Les élus du 93 saisissent l’Onu, pour que la France paie leurs mineurs isolés

Publié le 28 novembre 2019 - par - 6 commentaires - 1 358 vues

Le conseil général de la Seine-St-Denis, et son président, Stéphane Troussel, se sont mis en tête de saisir l’Onu pour obliger l’État français à subvenir aux besoins des mineurs isolés étrangers dont il a la charge.

Selon les chiffres de ce conseil général, le département dépense pourtant déjà 41 287 € par an par mineur isolé étranger.

Cette somme est tout simplement scandaleuse quand on pense que la moitié des agriculteurs, qui eux nourrissent le pays, vivent avec moins de 1 000 € par mois, soit 12 000 € par an.

Que le tiers de nos étudiants, normalement destinés à être les cadres futurs du pays et de ses entreprises, sont en état de précarité avec une bourse mensuelle de 500 €, soit guère plus de 6 000 € par an.

Que des millions de travailleurs en gilet jaune, qui ont leurs enfants non abandonnés, doivent vivre avec moins de 25 000 € par an, les nourrir, les habiller, leur payer la cantine de l’école, et n’ont pas les moyens de leur louer une piaule en ville quand ils vont à l’université.

Ce qui est dit pour le conseil général de Seine-St-Denis vaut pour tous les départements de France qui sont en train de littéralement saigner le pays de ses ressources.

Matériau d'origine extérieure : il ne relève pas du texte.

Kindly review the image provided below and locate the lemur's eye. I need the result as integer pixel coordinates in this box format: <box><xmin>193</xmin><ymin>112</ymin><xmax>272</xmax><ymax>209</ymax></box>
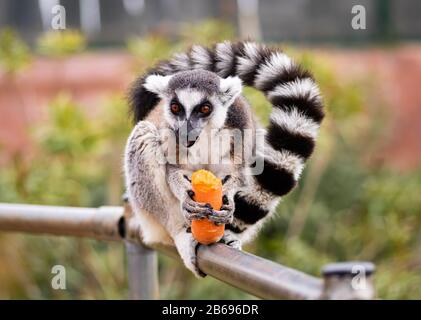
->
<box><xmin>170</xmin><ymin>102</ymin><xmax>181</xmax><ymax>114</ymax></box>
<box><xmin>199</xmin><ymin>103</ymin><xmax>212</xmax><ymax>114</ymax></box>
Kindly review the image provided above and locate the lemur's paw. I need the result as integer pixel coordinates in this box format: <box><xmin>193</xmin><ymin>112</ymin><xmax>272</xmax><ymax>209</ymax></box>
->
<box><xmin>219</xmin><ymin>230</ymin><xmax>242</xmax><ymax>250</ymax></box>
<box><xmin>208</xmin><ymin>196</ymin><xmax>235</xmax><ymax>225</ymax></box>
<box><xmin>181</xmin><ymin>190</ymin><xmax>212</xmax><ymax>223</ymax></box>
<box><xmin>174</xmin><ymin>231</ymin><xmax>206</xmax><ymax>278</ymax></box>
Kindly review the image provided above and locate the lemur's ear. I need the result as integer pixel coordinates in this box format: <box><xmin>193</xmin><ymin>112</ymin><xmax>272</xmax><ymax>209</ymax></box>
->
<box><xmin>143</xmin><ymin>74</ymin><xmax>171</xmax><ymax>98</ymax></box>
<box><xmin>219</xmin><ymin>77</ymin><xmax>243</xmax><ymax>105</ymax></box>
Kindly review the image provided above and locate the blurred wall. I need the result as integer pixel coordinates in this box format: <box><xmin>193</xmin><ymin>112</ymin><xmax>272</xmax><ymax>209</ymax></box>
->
<box><xmin>0</xmin><ymin>0</ymin><xmax>421</xmax><ymax>45</ymax></box>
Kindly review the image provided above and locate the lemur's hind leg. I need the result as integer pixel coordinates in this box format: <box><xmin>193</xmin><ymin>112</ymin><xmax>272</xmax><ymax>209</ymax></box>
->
<box><xmin>124</xmin><ymin>121</ymin><xmax>176</xmax><ymax>244</ymax></box>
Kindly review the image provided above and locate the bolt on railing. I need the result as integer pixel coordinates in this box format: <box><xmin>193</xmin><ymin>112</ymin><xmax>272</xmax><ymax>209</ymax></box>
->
<box><xmin>0</xmin><ymin>204</ymin><xmax>375</xmax><ymax>299</ymax></box>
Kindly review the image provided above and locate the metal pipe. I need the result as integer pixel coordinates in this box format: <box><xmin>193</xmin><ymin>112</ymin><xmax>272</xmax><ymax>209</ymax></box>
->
<box><xmin>0</xmin><ymin>204</ymin><xmax>368</xmax><ymax>299</ymax></box>
<box><xmin>0</xmin><ymin>203</ymin><xmax>124</xmax><ymax>240</ymax></box>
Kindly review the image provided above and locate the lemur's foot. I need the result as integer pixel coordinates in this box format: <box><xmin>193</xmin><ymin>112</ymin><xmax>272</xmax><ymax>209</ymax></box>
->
<box><xmin>174</xmin><ymin>231</ymin><xmax>206</xmax><ymax>278</ymax></box>
<box><xmin>182</xmin><ymin>190</ymin><xmax>212</xmax><ymax>223</ymax></box>
<box><xmin>208</xmin><ymin>192</ymin><xmax>235</xmax><ymax>225</ymax></box>
<box><xmin>219</xmin><ymin>230</ymin><xmax>241</xmax><ymax>250</ymax></box>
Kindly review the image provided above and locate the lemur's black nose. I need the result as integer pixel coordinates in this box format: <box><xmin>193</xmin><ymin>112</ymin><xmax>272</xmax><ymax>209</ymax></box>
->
<box><xmin>176</xmin><ymin>120</ymin><xmax>200</xmax><ymax>148</ymax></box>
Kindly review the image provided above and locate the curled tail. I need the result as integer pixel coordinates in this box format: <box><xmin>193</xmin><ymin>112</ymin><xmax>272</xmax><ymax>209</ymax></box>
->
<box><xmin>131</xmin><ymin>41</ymin><xmax>324</xmax><ymax>232</ymax></box>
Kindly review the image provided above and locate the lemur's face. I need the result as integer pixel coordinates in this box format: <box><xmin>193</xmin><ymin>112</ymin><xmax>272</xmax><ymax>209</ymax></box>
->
<box><xmin>145</xmin><ymin>70</ymin><xmax>242</xmax><ymax>147</ymax></box>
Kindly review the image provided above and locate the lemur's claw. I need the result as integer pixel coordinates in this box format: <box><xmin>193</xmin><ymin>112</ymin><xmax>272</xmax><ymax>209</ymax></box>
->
<box><xmin>219</xmin><ymin>231</ymin><xmax>241</xmax><ymax>250</ymax></box>
<box><xmin>208</xmin><ymin>195</ymin><xmax>234</xmax><ymax>225</ymax></box>
<box><xmin>181</xmin><ymin>190</ymin><xmax>211</xmax><ymax>223</ymax></box>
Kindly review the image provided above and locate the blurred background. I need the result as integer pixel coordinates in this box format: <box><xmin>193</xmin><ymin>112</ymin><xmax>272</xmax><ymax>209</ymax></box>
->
<box><xmin>0</xmin><ymin>0</ymin><xmax>421</xmax><ymax>299</ymax></box>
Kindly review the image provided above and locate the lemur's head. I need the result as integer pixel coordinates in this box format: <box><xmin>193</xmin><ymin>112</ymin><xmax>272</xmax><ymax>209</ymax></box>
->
<box><xmin>144</xmin><ymin>70</ymin><xmax>242</xmax><ymax>147</ymax></box>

Quand la classe politique d’une nation préfère dépenser la richesse de ses habitants dans la voyoucratie et les ennemis de son pays  au lieu de l’investir dans des dépenses utiles comme l’agriculture, ou d’avenir comme la formation de ses futurs cadres, on est obligé de conclure que l’on est à l’orée de la chute de Rome.

Ces mineurs isolés étrangers sont tous les jours à la une des faits divers de journaux des régions, pour viols, vols, agressions avec violence, pillages.

Ils ne sont jamais sanctionnés, ni renvoyés dans leur pays, ni incarcérés.

Ils jouissent d’une impunité totale, sont protégés des juges et emmerdent tous les jours les citoyens qui voudraient aller au travail, en courses ou dans des lieux d’études.

Ces mineurs isolés étrangers ont la haine de la France et de ses habitants blancs qui travaillent et qui étudient.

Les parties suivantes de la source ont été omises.